Irakoze Donasiyano

Personal information
- Date of birth: 3 February 1998 (age 28)
- Place of birth: Kigoma Region, Tanzania
- Height: 5 ft 10 in (1.78 m)
- Positions: Winger; midfielder; fullback;

Youth career
- Roanoke Star SC

College career
- Years: Team / Apps / (Gls)
- 2017–2020: Virginia Cavaliers / 65 / (5)

Senior career*
- Years: Team / Apps / (Gls)
- 2019: Daytona Rush / 8 / (2)
- 2021–2022: Nashville SC / 1 / (0)
- 2021: → OKC Energy (loan) / 1 / (0)
- 2022: → Phoenix Rising (loan) / 14 / (0)
- 2023–2024: Oakland Roots / 43 / (0)

International career^{‡}
- 2022–2024: Burundi / 5 / (0)

= Irakoze Donasiyano =

Burundian footballer (born 1998)

Irakoze Donasiyano (born 3 February 1998) is a professional footballer who plays as a midfielder. Born in Tanzania, he plays for the Burundi national team.

==Career==
===Youth===
Donasiyano played soccer at Patrick Henry High School, scoring 65 goals and tallying 30 assists in 69 games. During his high school career, he was a three-time First Team All-Conference selection, earned back-to-back All-Region and All-State honors in 2016 and 2017, and was named the 2017 Conference 16 and 5A North Region Player of the Year. He also played club soccer with local side Roanoke Star Soccer Club.

===College and amateur===
In 2017, Donasiyano attended the University of Virginia to play college soccer. In four seasons with the Cavaliers, included a truncated 2020 season due to the COVID-19 pandemic, Donasiyano made 65 appearances, scoring 5 goals and tallying 8 assists. In 2019, he was named a Third Team All-ACC selection. During his time at college, he played in multiple positions, including as a winger, central midfielder, and as either a fullback or wingback.

Whilst at college, Donasiyano also appeared for USL League Two side Daytona Rush SC during their 2019 season, scoring 2 goals in 8 regular season games.

===Professional===
On 21 January 2021, Donasiyano was selected 20th overall in the 2021 MLS SuperDraft by Nashville SC. He officially signed with the MLS club on 28 April.

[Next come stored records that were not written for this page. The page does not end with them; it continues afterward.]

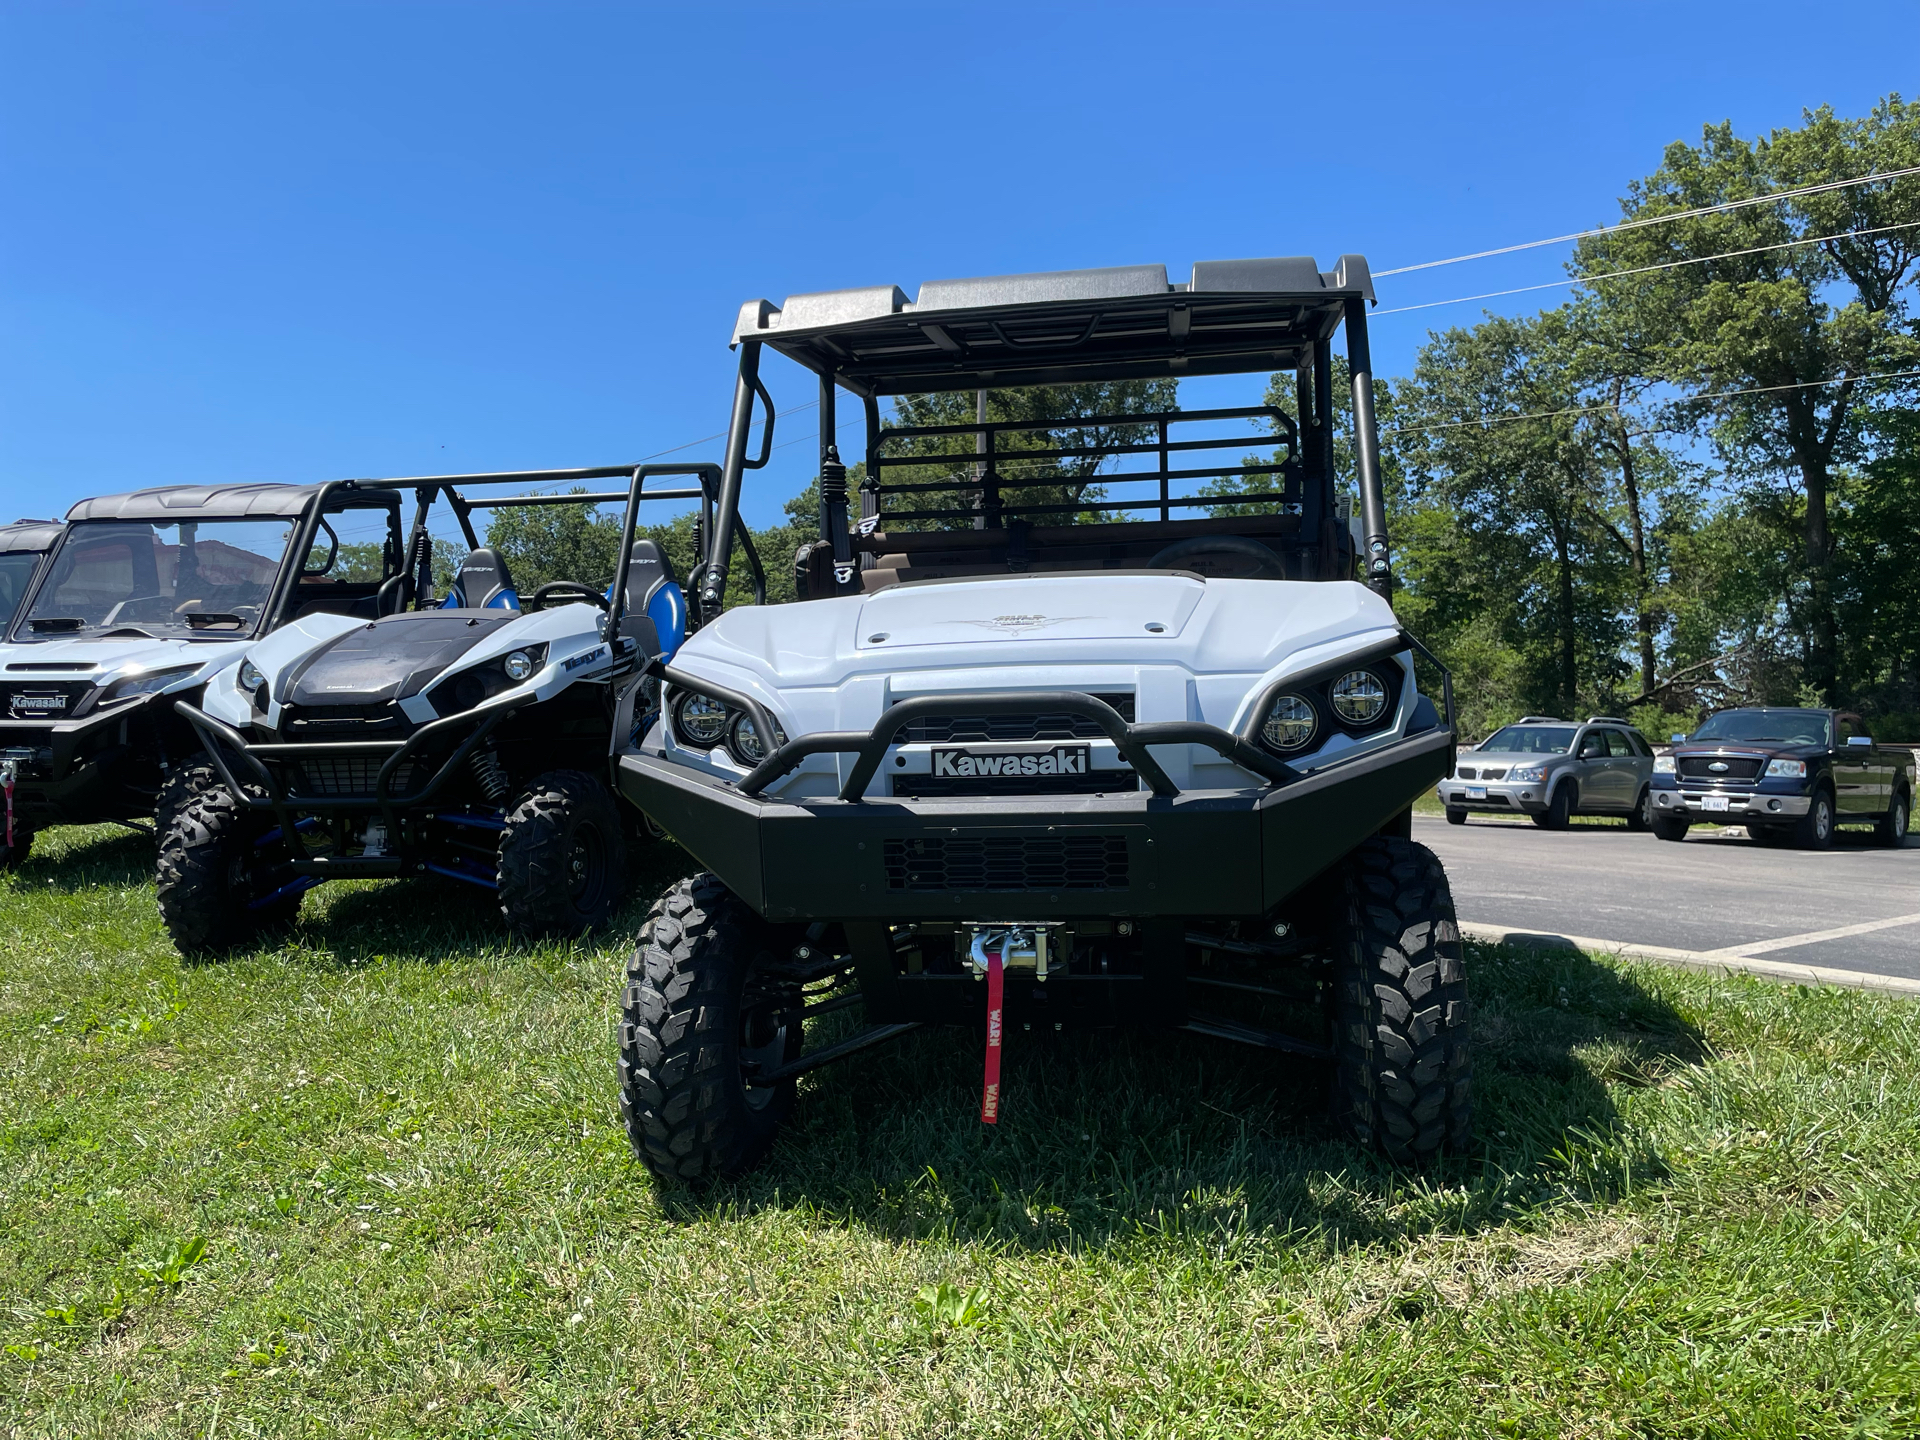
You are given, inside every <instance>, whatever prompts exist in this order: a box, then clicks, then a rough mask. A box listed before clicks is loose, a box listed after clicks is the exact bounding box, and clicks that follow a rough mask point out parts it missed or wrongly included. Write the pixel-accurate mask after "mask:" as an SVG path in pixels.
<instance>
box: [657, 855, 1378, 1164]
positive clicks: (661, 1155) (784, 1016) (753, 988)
mask: <svg viewBox="0 0 1920 1440" xmlns="http://www.w3.org/2000/svg"><path fill="white" fill-rule="evenodd" d="M1371 843H1373V845H1379V843H1380V841H1371ZM799 998H801V995H799V987H797V985H793V983H791V981H787V979H781V977H780V973H778V956H776V933H774V931H772V929H770V927H768V924H766V922H764V920H760V916H756V914H755V912H753V908H751V906H747V904H745V902H743V900H741V899H739V897H735V895H733V893H732V891H728V887H726V885H722V883H720V879H718V877H714V876H693V877H691V879H682V881H680V883H678V885H674V887H672V889H670V891H666V895H662V897H660V899H659V900H657V902H655V906H653V910H651V914H649V916H647V924H645V925H641V931H639V943H637V945H636V947H634V954H632V958H630V960H628V964H626V993H624V995H622V998H620V1114H622V1117H624V1121H626V1135H628V1140H630V1142H632V1146H634V1154H636V1156H639V1162H641V1164H643V1165H645V1167H647V1169H651V1171H653V1173H655V1175H659V1177H660V1179H662V1181H682V1183H708V1181H716V1179H722V1177H726V1175H739V1173H743V1171H747V1169H753V1165H756V1164H758V1162H760V1158H762V1156H766V1152H768V1148H770V1146H772V1144H774V1135H776V1133H778V1131H780V1125H781V1121H783V1119H785V1117H787V1112H791V1110H793V1096H795V1081H791V1079H783V1081H774V1083H772V1085H764V1083H755V1075H756V1073H764V1071H766V1069H770V1068H776V1066H780V1064H783V1062H787V1060H795V1058H799V1054H801V1046H803V1043H804V1037H803V1021H801V1014H799V1012H801V1006H799Z"/></svg>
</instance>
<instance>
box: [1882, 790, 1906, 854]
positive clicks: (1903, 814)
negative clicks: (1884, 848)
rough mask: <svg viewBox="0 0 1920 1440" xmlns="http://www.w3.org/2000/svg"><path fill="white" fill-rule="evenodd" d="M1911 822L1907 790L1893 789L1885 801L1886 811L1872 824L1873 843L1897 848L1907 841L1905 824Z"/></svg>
mask: <svg viewBox="0 0 1920 1440" xmlns="http://www.w3.org/2000/svg"><path fill="white" fill-rule="evenodd" d="M1910 822H1912V801H1910V799H1907V791H1903V789H1895V791H1893V799H1891V801H1887V812H1885V814H1884V816H1880V820H1878V822H1876V824H1874V843H1876V845H1885V847H1889V849H1899V847H1901V845H1905V843H1907V826H1908V824H1910Z"/></svg>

Donasiyano made his professional debut on June 18, 2021, appearing as a 63rd-minute substitute during a 2–0 loss at New York Red Bulls.

On 14 August 2021, Donasiyano joined USL Championship side OKC Energy on loan for the remainder of the season.

Donasiyano was loaned to Phoenix Rising FC on 3 June 2022.

Following the 2022 season, his contract option was declined by Nashville. Donasiyano signed with USL Championship side Oakland Roots on 31 January 2023.

==International career==
Donasiyano is of Burundian descent, and was called up to the Burundi national team for a set of friendlies in November 2022. He debuted with them in a friendly 4–0 loss to Ivory Coast on 16 November 2022.

==Personal==
Born to a Burundian family in Muyovozi refugee camp in Tanzania's Kigoma Region, Donasiyano immigrated with his family from Tanzania to the United States in 2007. He became a United States citizen in January 2020.